I modified my last post slightly. You should use pins 11, 10, 9, 6, 5, and 3. These are PWM pins. Let me explain PWM as I understand it.

PWM stands for pulse width modulation.

Consider a square wave. You send a HIGH pulse followed by a LOW pulse. To put it more simply, you turn a pin on, then you turn it off.

Credit http://enginova.com/RMS_fig_2.jpg

Now, let's say that we keep sending this over and over. Let's say that we have 500 HIGH and 500 LOW signals per second. What happens?

Well, the Arduino uses 5V, so to put it really simply, since we have 5V half the time, it's the same as 2.5V all the time for many practical uses.*

Now, with PWM you can specify basically how much voltage you want to send on a 5V line. The values range from 0 to 255 (8-bit resolution), with 255 being 5V (HIGH) and 0 being 0V (LOW or off).
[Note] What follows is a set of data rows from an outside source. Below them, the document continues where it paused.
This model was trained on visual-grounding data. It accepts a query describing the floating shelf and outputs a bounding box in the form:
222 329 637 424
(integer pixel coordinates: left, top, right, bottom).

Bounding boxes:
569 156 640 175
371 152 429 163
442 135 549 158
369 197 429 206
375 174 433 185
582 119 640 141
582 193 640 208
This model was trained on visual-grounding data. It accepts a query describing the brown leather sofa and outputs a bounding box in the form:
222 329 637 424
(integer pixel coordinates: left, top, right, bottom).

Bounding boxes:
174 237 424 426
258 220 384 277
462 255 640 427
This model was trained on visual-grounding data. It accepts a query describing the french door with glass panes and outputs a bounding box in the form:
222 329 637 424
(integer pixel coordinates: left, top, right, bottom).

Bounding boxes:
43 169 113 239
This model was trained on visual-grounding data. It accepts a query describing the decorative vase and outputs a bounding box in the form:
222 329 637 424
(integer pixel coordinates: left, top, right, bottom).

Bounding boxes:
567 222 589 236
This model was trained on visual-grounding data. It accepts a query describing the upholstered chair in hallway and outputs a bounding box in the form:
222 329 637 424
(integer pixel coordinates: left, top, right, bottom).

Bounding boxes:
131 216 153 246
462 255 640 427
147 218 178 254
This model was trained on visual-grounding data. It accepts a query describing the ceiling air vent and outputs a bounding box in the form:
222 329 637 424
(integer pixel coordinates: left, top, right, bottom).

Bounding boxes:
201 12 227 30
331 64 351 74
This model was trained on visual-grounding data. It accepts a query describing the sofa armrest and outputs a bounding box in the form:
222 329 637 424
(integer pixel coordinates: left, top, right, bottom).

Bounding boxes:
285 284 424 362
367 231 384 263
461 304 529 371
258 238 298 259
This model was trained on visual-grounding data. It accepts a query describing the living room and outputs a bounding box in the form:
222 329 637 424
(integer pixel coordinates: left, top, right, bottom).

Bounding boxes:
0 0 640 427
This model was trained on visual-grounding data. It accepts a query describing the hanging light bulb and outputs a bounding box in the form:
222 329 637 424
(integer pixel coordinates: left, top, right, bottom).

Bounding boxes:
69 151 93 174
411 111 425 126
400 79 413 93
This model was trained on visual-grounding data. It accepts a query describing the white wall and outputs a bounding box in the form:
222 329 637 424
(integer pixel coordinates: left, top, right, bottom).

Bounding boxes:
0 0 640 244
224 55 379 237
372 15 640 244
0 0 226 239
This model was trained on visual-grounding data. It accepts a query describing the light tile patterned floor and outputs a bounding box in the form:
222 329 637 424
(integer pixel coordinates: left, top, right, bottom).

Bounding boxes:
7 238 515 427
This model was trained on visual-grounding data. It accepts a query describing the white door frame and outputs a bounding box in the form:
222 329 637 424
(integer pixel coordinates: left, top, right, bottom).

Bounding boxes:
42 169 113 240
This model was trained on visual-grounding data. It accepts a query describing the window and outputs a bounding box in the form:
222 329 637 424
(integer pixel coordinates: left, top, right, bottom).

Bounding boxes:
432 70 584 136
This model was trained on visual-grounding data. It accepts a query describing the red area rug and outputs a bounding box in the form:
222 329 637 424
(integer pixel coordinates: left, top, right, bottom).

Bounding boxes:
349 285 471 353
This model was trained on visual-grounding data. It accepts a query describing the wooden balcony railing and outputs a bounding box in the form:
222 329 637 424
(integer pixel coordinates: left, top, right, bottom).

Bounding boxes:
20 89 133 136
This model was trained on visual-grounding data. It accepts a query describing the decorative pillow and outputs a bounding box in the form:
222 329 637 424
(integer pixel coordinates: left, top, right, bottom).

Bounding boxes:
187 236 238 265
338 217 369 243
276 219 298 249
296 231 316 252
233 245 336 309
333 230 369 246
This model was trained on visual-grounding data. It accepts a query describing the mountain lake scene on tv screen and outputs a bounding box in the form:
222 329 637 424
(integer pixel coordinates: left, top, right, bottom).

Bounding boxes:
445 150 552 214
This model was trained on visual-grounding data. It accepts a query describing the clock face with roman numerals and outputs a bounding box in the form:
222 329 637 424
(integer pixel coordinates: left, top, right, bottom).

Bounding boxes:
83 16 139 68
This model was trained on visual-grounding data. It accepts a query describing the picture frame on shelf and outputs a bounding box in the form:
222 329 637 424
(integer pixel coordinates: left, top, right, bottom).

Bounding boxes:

So why are we hooking the LEDs up to PWM outputs? Well, most LEDs really only want something like 2-3V. Now, I've run LEDs in the past off of 5V continuously for hours and hours and nothing ever happened to them, but I've also burned one or two. Better off not burning them if you don't have to, right?

So let's play with PWM a bit. Let's just test all the LEDs.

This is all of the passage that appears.